Quindi la Suprema Corte, allorquando, iniziò a statuire che costituisce causa violenta e integra la fattispecie di infortunio anche l’azione di fattori microbici o virali che, penetrando nell’organismo umano, ne determinino l’alterazione dell’equilibrio anatomo – fisiologico – non ha affatto “inventato” alcunchè, ma si è attenuta al “tessuto scientifico e culturale derivante dalla cultura medico legale”.
Una breve riflessione sulla vicenda comunque si pone al di là della questione morale che certamente ogni lettore può sviluppare.

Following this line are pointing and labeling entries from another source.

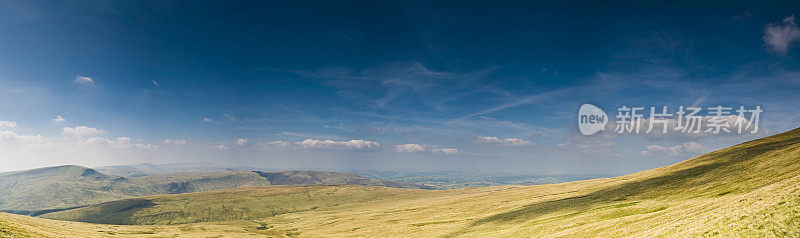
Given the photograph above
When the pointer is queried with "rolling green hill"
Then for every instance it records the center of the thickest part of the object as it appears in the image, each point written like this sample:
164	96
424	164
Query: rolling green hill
43	190
749	189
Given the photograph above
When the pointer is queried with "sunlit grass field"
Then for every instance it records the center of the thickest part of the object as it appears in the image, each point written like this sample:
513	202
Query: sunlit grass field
751	189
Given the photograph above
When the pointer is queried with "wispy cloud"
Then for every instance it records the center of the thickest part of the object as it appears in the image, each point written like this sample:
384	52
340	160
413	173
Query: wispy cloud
84	80
173	142
780	36
59	119
81	131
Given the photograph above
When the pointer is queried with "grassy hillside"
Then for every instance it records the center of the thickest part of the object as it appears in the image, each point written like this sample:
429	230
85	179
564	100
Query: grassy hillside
24	226
749	189
46	189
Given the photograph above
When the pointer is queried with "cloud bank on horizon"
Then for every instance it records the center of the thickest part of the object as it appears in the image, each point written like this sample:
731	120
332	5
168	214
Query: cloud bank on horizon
418	86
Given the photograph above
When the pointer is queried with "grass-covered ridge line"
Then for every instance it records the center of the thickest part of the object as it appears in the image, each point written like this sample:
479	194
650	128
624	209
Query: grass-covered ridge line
746	190
44	190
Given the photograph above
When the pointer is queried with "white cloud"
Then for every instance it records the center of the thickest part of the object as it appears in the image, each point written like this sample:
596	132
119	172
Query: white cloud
780	36
84	80
489	139
59	119
81	131
173	142
506	141
409	148
146	146
8	124
331	144
446	151
688	148
11	137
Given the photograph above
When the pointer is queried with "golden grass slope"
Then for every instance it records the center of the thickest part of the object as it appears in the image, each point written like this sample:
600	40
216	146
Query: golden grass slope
749	189
12	225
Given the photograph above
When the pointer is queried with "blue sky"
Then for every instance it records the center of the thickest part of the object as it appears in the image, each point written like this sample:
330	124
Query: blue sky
380	85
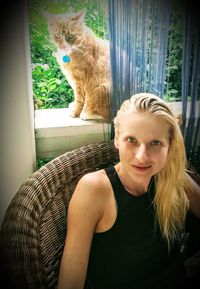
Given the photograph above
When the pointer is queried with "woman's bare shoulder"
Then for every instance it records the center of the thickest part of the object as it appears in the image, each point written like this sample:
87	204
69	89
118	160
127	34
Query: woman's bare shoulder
92	190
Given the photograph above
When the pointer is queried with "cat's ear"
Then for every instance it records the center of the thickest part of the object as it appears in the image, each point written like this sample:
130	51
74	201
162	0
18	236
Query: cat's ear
79	17
51	19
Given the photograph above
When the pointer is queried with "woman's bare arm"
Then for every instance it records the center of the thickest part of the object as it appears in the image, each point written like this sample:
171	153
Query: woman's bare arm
194	197
85	210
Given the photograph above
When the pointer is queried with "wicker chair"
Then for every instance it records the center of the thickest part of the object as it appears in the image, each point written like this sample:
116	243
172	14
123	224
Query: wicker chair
34	227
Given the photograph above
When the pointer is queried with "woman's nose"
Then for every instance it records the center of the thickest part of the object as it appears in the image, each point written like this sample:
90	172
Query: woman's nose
141	154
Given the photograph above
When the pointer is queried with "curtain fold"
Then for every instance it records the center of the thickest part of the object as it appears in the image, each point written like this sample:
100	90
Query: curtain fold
141	37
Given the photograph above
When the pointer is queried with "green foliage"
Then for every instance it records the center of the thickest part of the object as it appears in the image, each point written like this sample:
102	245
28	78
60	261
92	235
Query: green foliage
50	87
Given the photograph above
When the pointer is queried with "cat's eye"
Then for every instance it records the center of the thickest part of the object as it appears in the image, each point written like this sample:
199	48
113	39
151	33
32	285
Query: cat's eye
155	142
69	38
131	139
57	35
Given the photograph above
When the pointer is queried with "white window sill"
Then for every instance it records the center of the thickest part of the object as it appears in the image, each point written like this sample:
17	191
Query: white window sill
57	132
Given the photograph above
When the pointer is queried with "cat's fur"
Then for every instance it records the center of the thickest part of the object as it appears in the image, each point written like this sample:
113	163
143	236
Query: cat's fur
88	71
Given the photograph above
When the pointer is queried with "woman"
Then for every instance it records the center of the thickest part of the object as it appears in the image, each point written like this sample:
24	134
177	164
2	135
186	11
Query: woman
125	222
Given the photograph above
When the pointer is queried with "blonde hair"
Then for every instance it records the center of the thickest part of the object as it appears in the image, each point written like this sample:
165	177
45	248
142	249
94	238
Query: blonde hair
170	201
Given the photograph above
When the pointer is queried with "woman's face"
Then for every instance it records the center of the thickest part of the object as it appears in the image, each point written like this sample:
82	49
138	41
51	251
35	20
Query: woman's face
143	143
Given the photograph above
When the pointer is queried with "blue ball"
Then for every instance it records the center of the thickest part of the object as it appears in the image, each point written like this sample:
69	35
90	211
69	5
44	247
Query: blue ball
66	58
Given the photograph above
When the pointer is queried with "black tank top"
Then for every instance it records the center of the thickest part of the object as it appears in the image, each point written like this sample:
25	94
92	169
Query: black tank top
132	253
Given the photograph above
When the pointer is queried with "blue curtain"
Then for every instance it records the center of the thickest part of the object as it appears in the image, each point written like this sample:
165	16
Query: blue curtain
191	84
141	39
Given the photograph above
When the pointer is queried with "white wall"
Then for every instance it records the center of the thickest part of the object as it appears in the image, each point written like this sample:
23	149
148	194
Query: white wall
17	140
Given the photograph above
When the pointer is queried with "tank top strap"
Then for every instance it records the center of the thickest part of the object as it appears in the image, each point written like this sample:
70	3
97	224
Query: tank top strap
117	186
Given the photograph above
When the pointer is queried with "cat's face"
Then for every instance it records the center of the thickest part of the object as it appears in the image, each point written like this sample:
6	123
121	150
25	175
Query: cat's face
66	30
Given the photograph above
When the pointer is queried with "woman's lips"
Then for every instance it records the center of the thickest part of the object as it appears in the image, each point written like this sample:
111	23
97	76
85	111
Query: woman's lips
142	168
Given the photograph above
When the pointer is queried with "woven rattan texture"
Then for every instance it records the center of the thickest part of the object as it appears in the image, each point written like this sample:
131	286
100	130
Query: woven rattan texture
34	227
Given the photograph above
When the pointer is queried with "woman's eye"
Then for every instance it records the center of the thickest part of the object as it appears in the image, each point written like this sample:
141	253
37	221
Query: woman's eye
155	143
57	35
132	139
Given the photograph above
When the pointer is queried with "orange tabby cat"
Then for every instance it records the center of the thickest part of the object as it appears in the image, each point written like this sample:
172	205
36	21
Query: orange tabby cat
87	68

In tal senso è necessario come medici invitare l’ENPAM (Ente Nazionale di Previdenza e Assistenza Medici), che riceve contributi previdenziali in tal senso, a stipulare con le Assicurazioni in esecuzione dell’obbligo scaturente dall’art. 72 co. 4 dell’Accordo collettivo nazionale per la disciplina dei rapporti con i medici di medicina generale, accordi chiari che evitino ai medici stessi o ai loro parenti sequele legali anche post-mortem del medico per affermare diritti ormai stabiliti da tempo, dove il contratto assicurativo , sostitutivo della assistenza previdenziale INAIL, interviene in fondo solo“per la copertura dei primi trenta giorni di malattia ed eventuali conseguenze economiche di lungo periodo – invalidità permanente e caso morte in conseguenza di infortunio – invalidità permanente da malattia”, con la previsione di un indennizzo di € 125.000,00 in caso di morte in conseguenza di infortunio avvenuto nel biennio precedente”.
In conclusione ricordiamo sommessamente che il sacrificio della vita da parte della collega ben vale la riaffermazione che lo Stato di Diritto va sempre sostenuto come tutela di libertà, giustizia e solidarietà e che anche un contratto non può venir meno a tali valori.